Der Anwalt des Geschädigten sprach davon, dass die Angeklagte mit dem „Gift-Cocktail“ versucht habe, ihren 52-jährigen Ehemann umzubringen. Ihr sei als Arzthelferin die Wirkung des Beruhigungsmittels bewusst gewesen. In dem Blut des 52-Jährigen wurde im Krankenhaus neben dem Beruhigungsmittel zudem eine hohe Konzentration eines Schmerzmittels festgestellt. Ein Sachverständiger hatte im Prozess ausgesagt, dass es „pures Glück“ war, dass der Mann nicht gestorben sei. Für die Nebenklage stand es außer Frage, dass die Ehefrau auch diese Medikamente ihrem Mann verabreicht hatte, weshalb die hohe Haftstrafe gefordert wurde.

Für Richter Becker war es aber nicht zweifelsfrei nachvollziehbar, dass die Angeklagte auch diese Medikamente dem 52-Jährigen eingeflößt habe.
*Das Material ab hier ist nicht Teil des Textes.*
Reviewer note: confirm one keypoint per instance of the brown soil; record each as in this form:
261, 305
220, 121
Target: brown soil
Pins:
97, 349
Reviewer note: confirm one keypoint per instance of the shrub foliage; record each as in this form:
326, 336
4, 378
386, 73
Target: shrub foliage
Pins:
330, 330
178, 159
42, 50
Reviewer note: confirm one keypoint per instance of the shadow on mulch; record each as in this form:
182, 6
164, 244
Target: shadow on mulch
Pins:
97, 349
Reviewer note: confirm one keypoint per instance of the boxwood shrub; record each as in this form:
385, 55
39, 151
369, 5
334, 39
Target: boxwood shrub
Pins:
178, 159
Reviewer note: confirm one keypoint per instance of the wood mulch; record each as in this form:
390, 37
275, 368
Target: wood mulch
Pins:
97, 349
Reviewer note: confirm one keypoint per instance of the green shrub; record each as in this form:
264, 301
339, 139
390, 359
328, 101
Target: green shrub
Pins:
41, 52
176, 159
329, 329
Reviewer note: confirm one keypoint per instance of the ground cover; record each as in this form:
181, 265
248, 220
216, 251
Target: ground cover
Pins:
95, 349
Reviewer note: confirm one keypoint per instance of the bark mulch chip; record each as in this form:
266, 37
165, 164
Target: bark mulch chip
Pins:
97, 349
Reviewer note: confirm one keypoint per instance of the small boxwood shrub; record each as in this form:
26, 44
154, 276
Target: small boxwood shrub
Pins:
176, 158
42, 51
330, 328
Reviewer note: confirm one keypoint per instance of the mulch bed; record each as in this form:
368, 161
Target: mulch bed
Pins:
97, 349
Zwar sei dies naheliegend, da die Frau diese Arzneien besaß, aber auch andere Szenarien seien denkbar. Zudem sei nur die einmalige Verabreichung am Sonntagnachmittag angeklagt gewesen. Für den Richter war es aber wahrscheinlicher, dass zu einem späteren Zeitpunkt die Schmerzmittel in den Körper des Angeklagten gekommen waren. Immerhin hätte er 40 Tabletten zu sich nehmen müssen, was mit einer einmaligen Aufnahme kaum möglich sei.
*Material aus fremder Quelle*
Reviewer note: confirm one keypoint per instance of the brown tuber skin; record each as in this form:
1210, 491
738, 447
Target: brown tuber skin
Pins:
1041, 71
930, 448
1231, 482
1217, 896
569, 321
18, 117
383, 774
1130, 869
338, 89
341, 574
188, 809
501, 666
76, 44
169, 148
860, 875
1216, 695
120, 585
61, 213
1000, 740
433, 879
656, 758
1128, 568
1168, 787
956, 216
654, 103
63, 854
Die Verteidigung hingegen hatte darauf plädiert, von einer Haftstrafe abzusehen und die Frau lediglich zu verwarnen und zu einer Geldstrafe von 180 Tagessätzen zu verurteilen, da es ein minderschwerer Fall der Körperverletzung gewesen sei. Die Urteilsverkündung verfolgten die Angeklagte und ihr Ehemann als Nebenkläger vollkommen regungslos. Dem Antrag auf Schmerzensgeld stimmte der Richter zu, allerdings mit der Einschränkung, dass nur die Auswirkungen der sechs Tavor-Tabletten berücksichtigt werden dürfen. Die Schadenshöhe muss ein anderes Gericht festlegen. Eine Woche haben beide Parteien nun Zeit, gegen das Urteil Berufung einzulegen.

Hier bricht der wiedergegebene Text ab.